30-min egg-laying period embryos were used for electroporation or micro-
injection. Embryos were dechorionated by manual procedure using a blunt
needle and double sided sticky tape. I pasted two pieces of this tape, one 4cm
in length and 1mm width -A- and another 2 cm² area -B- on a micro-slide
(figure-7). I wetted both two pieces of tape by a small quantity of water and
transferred a number of the embryos on the -B- piece. After the
dechorionation I lined up the embryos on the -A- piece. For the
electroporating -A- piece was carefully removed and put into the Petri-dish
cuvette containing electroporation buffer but for the micro-injecting the -A-
piece was removed and pasted on another micro-slide then the embryos
covered with as little halocarbon oil mix (series HC-700 35ml + series 27
5ml) as possible.
The micro-injection set-up consists of an inverted microscope and an air-
pressure injecting device connected to a needle holder. The needles were
1.0mm OD borosilicate capillaries with omega dot fiber (e.g.
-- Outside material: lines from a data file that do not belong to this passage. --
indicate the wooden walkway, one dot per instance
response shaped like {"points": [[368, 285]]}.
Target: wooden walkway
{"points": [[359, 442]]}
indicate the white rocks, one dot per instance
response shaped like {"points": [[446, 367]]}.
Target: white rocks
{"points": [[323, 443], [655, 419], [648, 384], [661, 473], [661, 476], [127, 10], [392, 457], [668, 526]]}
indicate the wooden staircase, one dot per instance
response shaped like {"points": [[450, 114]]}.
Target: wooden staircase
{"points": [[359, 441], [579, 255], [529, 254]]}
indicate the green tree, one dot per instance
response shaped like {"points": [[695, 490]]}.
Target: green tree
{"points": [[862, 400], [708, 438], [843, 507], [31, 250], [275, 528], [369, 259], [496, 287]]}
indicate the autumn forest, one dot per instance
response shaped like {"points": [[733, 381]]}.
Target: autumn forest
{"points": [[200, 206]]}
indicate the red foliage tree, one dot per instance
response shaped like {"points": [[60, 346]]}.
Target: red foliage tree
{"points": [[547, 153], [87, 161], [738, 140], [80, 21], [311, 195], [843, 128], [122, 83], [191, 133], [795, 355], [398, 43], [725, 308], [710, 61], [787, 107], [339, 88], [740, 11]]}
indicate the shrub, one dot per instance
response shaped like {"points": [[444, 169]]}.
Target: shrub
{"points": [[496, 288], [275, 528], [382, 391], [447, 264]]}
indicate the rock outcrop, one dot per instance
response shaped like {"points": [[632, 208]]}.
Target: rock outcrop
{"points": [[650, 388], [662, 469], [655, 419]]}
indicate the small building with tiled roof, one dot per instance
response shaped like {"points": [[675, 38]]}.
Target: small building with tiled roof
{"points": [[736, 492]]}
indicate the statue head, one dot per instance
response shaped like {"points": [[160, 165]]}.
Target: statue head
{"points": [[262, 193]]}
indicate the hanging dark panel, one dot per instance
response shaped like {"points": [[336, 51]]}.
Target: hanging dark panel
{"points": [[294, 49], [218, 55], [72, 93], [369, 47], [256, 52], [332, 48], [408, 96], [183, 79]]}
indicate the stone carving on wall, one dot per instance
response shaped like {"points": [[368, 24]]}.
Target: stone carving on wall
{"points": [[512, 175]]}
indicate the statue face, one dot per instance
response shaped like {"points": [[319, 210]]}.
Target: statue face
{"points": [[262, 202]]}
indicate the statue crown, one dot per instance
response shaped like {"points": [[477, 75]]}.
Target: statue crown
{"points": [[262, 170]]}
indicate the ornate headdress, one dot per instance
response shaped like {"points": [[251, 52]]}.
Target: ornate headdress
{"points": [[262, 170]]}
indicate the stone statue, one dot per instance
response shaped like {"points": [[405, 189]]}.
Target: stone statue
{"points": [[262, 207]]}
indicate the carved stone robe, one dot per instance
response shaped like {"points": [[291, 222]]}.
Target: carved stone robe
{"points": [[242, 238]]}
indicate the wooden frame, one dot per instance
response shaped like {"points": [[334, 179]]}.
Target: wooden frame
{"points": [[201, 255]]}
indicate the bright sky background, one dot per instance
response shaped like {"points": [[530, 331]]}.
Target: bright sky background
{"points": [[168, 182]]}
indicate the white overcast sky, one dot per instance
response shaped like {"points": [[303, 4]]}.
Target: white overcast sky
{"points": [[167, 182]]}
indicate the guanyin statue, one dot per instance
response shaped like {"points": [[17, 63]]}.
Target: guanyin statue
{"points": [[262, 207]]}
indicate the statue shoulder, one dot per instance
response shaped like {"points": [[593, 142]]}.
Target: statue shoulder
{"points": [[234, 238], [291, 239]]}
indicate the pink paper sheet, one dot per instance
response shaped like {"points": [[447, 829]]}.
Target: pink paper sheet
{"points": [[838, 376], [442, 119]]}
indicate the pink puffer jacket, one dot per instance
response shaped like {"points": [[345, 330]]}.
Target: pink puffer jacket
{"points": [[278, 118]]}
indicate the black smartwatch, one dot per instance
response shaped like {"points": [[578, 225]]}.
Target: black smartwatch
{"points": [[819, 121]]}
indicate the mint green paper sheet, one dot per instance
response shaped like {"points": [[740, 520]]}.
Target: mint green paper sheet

Frederik Haer
& Co, # 30-30/0 and pulled on a horizontal micropipette puller of the Sutter
brand series (21).
For comparison of different tools and methods I separated a number of
embryos which were not electroporated, but otherwise treated in the same
way from the same samples and compared the rates of fly survival
electroporated relative.
Stable transformation was monitored by eye color where non-mosaic red
eyes would indicate stable transformation. This was monitored for both G0
(parental generation) and F1(first offspring generation).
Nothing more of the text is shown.